I know a lot of kids took the same approach as me and cheated their way through the game, and I'd encourage anyone who did to give it a proper go.

CyberPingu
Sep 15, 2013


If you're not striving to improve, you'll end up going backwards.

Party Boat posted:

:yeah:

After completing Doom (2016) I realised that all my experience with the original had been with IDDQD and IDKFA because I was an idiot kid who was bad at games. One legit playthrough (only on Hurt Me Plenty because I'm now an idiot adult who's bad at games) confirmed that it's still great. iD created some incredible game making tools and then used them to create some genius levels.

I know a lot of kids took the same approach as me and cheated their way through the game, and I'd encourage anyone who did to give it a proper go.

My first time playing it at a friend's house we didn't know about the cheats, we were only playing the shareware version but still got wrecked by the Barons of Hell at the end.
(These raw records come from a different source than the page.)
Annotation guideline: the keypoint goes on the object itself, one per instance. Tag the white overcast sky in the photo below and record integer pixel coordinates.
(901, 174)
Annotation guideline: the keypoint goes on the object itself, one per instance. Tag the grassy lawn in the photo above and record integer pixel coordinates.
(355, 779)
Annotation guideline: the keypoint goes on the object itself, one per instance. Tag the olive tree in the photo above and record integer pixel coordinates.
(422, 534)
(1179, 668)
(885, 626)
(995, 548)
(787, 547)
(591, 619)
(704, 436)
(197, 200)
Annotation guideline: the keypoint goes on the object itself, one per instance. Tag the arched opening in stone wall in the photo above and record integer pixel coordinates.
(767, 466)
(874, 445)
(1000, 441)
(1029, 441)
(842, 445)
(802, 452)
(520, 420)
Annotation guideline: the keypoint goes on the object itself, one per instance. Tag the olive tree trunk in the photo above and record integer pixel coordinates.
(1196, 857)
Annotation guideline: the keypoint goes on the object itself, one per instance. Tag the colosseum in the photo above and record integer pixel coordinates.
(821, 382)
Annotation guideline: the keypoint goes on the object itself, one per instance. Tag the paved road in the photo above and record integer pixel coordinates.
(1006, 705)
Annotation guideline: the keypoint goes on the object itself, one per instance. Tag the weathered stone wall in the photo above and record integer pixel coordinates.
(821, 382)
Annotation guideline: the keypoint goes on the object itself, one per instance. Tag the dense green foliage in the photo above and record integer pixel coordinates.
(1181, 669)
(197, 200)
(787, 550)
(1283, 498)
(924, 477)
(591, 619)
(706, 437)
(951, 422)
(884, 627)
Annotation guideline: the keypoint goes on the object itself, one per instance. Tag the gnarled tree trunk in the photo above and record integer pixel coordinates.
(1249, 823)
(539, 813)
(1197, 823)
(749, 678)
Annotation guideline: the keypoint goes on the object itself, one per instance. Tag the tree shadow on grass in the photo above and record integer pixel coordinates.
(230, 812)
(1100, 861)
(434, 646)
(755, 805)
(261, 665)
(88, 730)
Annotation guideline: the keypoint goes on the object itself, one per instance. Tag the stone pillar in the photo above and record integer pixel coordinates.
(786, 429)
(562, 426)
It wasn't until I picked it up again in the collection version which was released around the time of the movie that I discovered the cheats.

Jerusalem
May 20, 2004

Would you be my new best friends?



IDSPISPOPD is seared into my brain :sweatdrop:

First PC I got (486 DX2 66mhz with a whopping 420mb harddrive!) came with the Doom shareware and I played it CONSTANTLY. I had friends come around to play it. I played it every waking moment I could, learned the levels backwards and forwards, played with cheats and without them, honed my reflexes to an insane level on quickloads when I'd saved 0.00000002 of a second before getting killed and learned to move in 0.00000001 of a second to dodge the attack etc. The music, the way damage was communicated to the player, the monsters, the atmosphere.... Doom was, is and probably ever will be one of the greatest games ever made.

Zaphod42
Sep 13, 2012

If there's anything more important than my ego around, I want it caught and shot now.


CyberPingu posted:

I'm surprised that no one has done this one yet but Doom (1993).
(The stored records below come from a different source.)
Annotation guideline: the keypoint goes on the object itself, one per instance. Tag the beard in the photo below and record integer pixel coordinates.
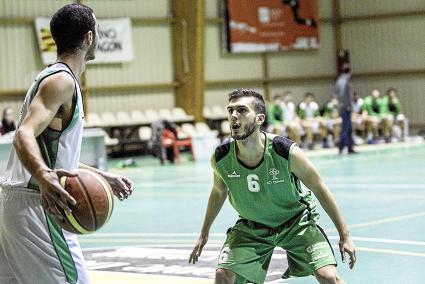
(249, 129)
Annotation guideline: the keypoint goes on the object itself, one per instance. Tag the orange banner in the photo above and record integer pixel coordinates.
(271, 25)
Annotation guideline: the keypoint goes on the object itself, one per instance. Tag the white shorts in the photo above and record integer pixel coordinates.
(34, 249)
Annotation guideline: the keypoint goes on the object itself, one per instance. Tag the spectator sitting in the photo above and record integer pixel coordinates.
(358, 119)
(308, 111)
(378, 117)
(394, 108)
(275, 116)
(332, 118)
(7, 122)
(294, 129)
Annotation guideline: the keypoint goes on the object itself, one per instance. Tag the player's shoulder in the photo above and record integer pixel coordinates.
(281, 145)
(222, 150)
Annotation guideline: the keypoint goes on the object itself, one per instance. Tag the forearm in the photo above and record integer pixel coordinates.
(29, 153)
(328, 202)
(215, 203)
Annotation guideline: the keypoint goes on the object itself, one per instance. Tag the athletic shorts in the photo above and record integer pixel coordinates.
(249, 247)
(33, 248)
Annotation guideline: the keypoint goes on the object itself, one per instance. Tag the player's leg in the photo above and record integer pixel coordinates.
(307, 247)
(328, 275)
(34, 243)
(245, 255)
(224, 276)
(6, 274)
(307, 126)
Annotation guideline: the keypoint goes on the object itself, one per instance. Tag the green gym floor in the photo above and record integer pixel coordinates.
(381, 192)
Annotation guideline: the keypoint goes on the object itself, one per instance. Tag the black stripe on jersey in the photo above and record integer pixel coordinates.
(281, 146)
(222, 150)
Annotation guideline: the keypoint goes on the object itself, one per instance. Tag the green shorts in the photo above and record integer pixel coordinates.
(249, 247)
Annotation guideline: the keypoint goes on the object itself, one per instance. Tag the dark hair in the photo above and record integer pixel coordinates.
(259, 104)
(345, 68)
(69, 25)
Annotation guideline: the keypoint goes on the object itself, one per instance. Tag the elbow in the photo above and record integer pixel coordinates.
(17, 139)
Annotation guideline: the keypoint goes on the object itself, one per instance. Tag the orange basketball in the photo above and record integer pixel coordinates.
(94, 202)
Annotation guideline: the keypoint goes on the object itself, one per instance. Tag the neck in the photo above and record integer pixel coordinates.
(251, 148)
(76, 62)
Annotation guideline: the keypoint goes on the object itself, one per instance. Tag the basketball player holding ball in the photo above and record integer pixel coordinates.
(33, 247)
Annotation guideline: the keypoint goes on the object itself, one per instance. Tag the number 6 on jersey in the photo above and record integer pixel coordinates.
(253, 184)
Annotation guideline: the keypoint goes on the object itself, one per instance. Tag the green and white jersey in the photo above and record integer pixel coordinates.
(270, 193)
(60, 149)
(308, 110)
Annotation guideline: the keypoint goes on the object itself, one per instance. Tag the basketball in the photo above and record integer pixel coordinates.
(94, 202)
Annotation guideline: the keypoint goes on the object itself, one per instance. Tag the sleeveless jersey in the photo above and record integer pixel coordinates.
(270, 193)
(59, 149)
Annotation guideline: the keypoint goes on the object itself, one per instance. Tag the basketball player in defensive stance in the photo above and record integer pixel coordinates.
(33, 248)
(261, 174)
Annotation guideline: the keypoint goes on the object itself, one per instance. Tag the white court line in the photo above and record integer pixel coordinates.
(107, 235)
(377, 185)
(157, 237)
(387, 251)
(128, 241)
(365, 249)
(382, 221)
(382, 241)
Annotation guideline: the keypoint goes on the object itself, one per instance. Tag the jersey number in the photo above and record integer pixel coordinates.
(253, 184)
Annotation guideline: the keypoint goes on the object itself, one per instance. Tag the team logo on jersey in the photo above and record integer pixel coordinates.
(234, 174)
(275, 179)
(274, 172)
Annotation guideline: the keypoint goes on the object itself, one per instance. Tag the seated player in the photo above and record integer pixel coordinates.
(308, 111)
(332, 119)
(358, 118)
(7, 123)
(378, 118)
(261, 173)
(394, 108)
(294, 130)
(275, 116)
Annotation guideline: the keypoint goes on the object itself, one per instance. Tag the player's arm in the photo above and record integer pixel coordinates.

It wasn't the first fps by a long shot but it defined the genre (to the point where almost every fps that came out after that up until maybe Half Life was called a Doom clone). It's still the fastest fps of all time with Doom Guy being able to reach a blistering 40kmph while strafing

A lot of shooters have fallen by the wayside and have been all but lost to time due to technical limitations and just not holding up well compared to modern games and it says a lot that Doom has managed to hold this off. It still plays incredibly well today (with a minor floor polisher graphical mod) and I would absolutely recommend anyone that hasn't played Doom to do so, even if it's just to run around with a chainsaw munching through some Imps.

I want to add to this:

A lot of people who play shooters these days probably don't realize just how different they play from Doom. Even though its old, its worth playing to this day because of that particular balance of game mechanics.

One of those being doomguy's ability to move at 40kmph while strafing, and many enemies having projectile attacks, means that Doom almost plays out more like a twin-stick shooter like Robotron than something like Call of Duty. Ducking behind cover rarely happens because moving at full speed means you're nearly as well protected but can also fire back.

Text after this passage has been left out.